The most common problem found among the servicers, in particular at Citigroup, Bank of America and Wells Fargo, was failure to notify homeowners of any missing documents in their modification requests within five days of receipt, according to the settlement monitor, Joseph A. Smith Jr. Citigroup and Bank of America were also cited for providing inaccurate information in letters they must send to borrowers before beginning a foreclosure.
"Progress is being made in a number of areas, but other harmful practice endure," said Shaun Donovan, secretary of the Department of Housing and Urban Development, during a call with reporters. "It is time for [the banks] to live up to their end of the deal . . . if they don't we'll explore all options to remedy this situation from fining them to hauling them back into court."
Servicers who fail to comply with the standards must put in place a plan approved by the monitor to correct the problem. If the problem reoccurs within six months, the monitor can take legal action and seek fines of up to $5 million.
The banks are in some stage of creating or implementing plans to fix the problems reported. JPMorgan has refunded premiums to 2,000 borrowers it failed to quickly reimburse when their force-placed insurance contracts were canceled.
Companies flagged potential violations in addition to having the monitor review their files. Bank of America spokesman Dan Frahm noted that the bank "took immediate action" to resolve the problems found in the report, which did not result "inaccurate foreclosures or improper loan modification denials."

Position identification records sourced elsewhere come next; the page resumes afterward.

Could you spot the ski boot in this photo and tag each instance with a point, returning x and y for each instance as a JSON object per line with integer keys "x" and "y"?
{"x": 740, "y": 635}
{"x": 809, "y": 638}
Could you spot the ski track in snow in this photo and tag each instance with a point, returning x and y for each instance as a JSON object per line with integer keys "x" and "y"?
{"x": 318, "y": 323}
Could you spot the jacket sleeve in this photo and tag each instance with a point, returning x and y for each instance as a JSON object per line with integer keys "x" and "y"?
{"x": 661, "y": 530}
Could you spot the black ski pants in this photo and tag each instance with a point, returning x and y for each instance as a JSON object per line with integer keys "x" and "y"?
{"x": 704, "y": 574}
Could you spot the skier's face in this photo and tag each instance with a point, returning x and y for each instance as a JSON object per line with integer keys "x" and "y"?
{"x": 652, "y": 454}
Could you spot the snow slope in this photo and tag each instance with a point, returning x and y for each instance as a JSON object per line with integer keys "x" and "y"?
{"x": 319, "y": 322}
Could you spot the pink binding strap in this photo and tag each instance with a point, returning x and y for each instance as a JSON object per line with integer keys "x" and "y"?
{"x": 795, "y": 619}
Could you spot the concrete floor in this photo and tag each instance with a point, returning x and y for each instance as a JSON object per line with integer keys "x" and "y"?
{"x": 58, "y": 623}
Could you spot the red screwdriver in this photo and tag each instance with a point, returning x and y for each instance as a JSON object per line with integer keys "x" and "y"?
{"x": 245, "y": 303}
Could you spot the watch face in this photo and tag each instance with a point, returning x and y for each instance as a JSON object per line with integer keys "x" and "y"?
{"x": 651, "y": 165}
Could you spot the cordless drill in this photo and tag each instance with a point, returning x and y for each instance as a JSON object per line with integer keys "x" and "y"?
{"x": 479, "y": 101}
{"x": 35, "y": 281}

ResCap, formerly known as Ally Financial, passed the monitor's tests through the end of 2012, but the company's bankruptcy proceedings this year delayed additional testing. The monitor is now working with Ocwen Financial, Berkshire Hathaway and Green Tree Servicing, which purchased ResCap's servicing rights and assets, to continue the process.
The monitor's office received nearly 60,000 consumer complaints between October and March. A majority of the grievances involved borrowers being bounced around to different bank employees, rather than being given a single point of contact. Homeowners also complained that banks were initiating foreclosures while simultaneously negotiating a modification, a practice known as dual-tracking.
"A lot of the complaints closely correlate with the failures that we found," Smith said. He said his office is developing some new metrics to, among other things, clearly define what documents borrowers have to file when applying for a loan modification.
A key objective of the settlement was to improve the way servicers interact with struggling homeowners. In some respects, the banks have accomplished that goal. There were no reports of servicers losing documents or using forged paperwork to quickly foreclose on borrowers — the sorts of allegations that led to investigations and eventual agreement in the first place, said Iowa Attorney General Tom Miller.
"There is a difference," he said. "You look at the dysfunctional system that we saw three years ago. . . . Banks never could have provided the kind of homeowner relief we're seeing today under their old system."
To date, the five servicers have provided $50.6 billion worth of loan modifications, short sales, refinancing and forbearance assistance to more than half a million borrowers across the country, according to a report released last month by the settlement monitor.
"We have some more work to do, but we're better off today than we were a year ago," Smith said. "A lot of the metrics were passed. The process has gotten better. Servicers are more responsive."